My goal is to prove that $T$ is linear and bounded.
For what concerns the boundedness, I know that I have to apply the Closed Graph Theorem, since $E$ and $F$ are Banach. However, I can't prove any of the two thesis.

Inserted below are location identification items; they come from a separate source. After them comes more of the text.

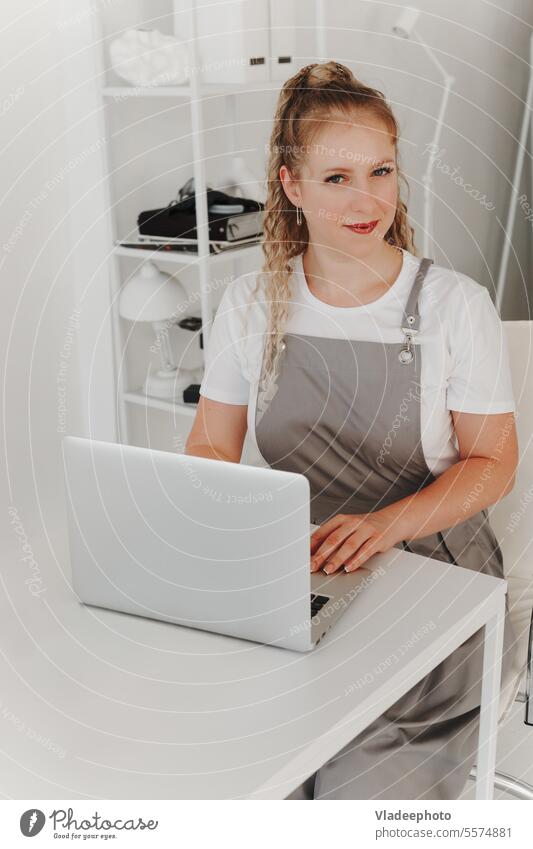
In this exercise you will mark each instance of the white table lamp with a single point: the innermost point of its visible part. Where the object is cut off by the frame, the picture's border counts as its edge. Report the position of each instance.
(152, 295)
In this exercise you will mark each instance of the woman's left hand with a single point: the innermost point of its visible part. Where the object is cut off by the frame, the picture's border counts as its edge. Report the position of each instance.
(349, 540)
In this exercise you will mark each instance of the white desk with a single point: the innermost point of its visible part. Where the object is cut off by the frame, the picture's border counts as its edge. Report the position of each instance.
(97, 704)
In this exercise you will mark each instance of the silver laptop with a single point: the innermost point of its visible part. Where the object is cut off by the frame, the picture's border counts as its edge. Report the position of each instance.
(201, 543)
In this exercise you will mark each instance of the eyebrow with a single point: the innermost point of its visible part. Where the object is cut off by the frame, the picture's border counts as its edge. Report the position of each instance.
(348, 168)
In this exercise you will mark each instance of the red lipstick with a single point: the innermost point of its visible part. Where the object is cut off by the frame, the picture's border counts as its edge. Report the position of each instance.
(362, 228)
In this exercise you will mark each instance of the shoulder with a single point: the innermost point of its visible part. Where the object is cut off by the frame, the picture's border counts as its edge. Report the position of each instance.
(450, 296)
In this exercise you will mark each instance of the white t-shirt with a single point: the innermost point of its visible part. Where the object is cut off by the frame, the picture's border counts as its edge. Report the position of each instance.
(465, 363)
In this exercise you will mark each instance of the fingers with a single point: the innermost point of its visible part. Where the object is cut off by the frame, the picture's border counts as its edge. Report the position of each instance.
(364, 553)
(337, 549)
(347, 553)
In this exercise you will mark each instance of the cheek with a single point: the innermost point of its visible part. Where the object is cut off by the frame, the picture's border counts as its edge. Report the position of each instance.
(389, 200)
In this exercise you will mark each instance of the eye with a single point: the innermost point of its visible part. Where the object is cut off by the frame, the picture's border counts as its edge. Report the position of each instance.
(385, 169)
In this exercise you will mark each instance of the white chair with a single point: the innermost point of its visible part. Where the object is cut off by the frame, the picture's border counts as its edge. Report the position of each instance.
(512, 520)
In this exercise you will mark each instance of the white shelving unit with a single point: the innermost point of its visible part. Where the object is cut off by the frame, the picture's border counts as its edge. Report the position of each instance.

Any idea?
Consider the map $D\colon F\to E$ given by
$$D(u) = \left(u^{(n)} + \sum_{i=0}^{n-1} a_i\cdot u^{(i)}, (u^{(i)}(t_0))\right).$$
It is elementary to verify that $D$ is continuous, and then you can note that $D = T^{-1}$ to conclude.
Alternatively, if you want to directly use the closed graph theorem, consider sequences $\bigl((f_k,w_k)\bigr)$ and $(u_k)$ with $u_k = T(f_k,w_k)$ such that $(f_k,w_k) \to (f,w)$, and $u_k\to u$. Then
$$u^{(i)}(t_0) = \lim_{k\to\infty} u_k^{(i)}(t_0) = \lim_{k\to\infty} w_k^i = w^i$$
for $0 \leqslant i < n$ and
$$u^{(n)} + \sum_{i=0}^{n-1} a_i\cdot u^{(i)} = \lim_{k\to\infty} u_k^{(n)} + \sum_{i=0}^{n-1} a_i\cdot u_k^{(i)} = \lim_{k\to\infty} f_k = f,$$
so $u = T(f,w)$, which shows that the graph of $T$ is closed.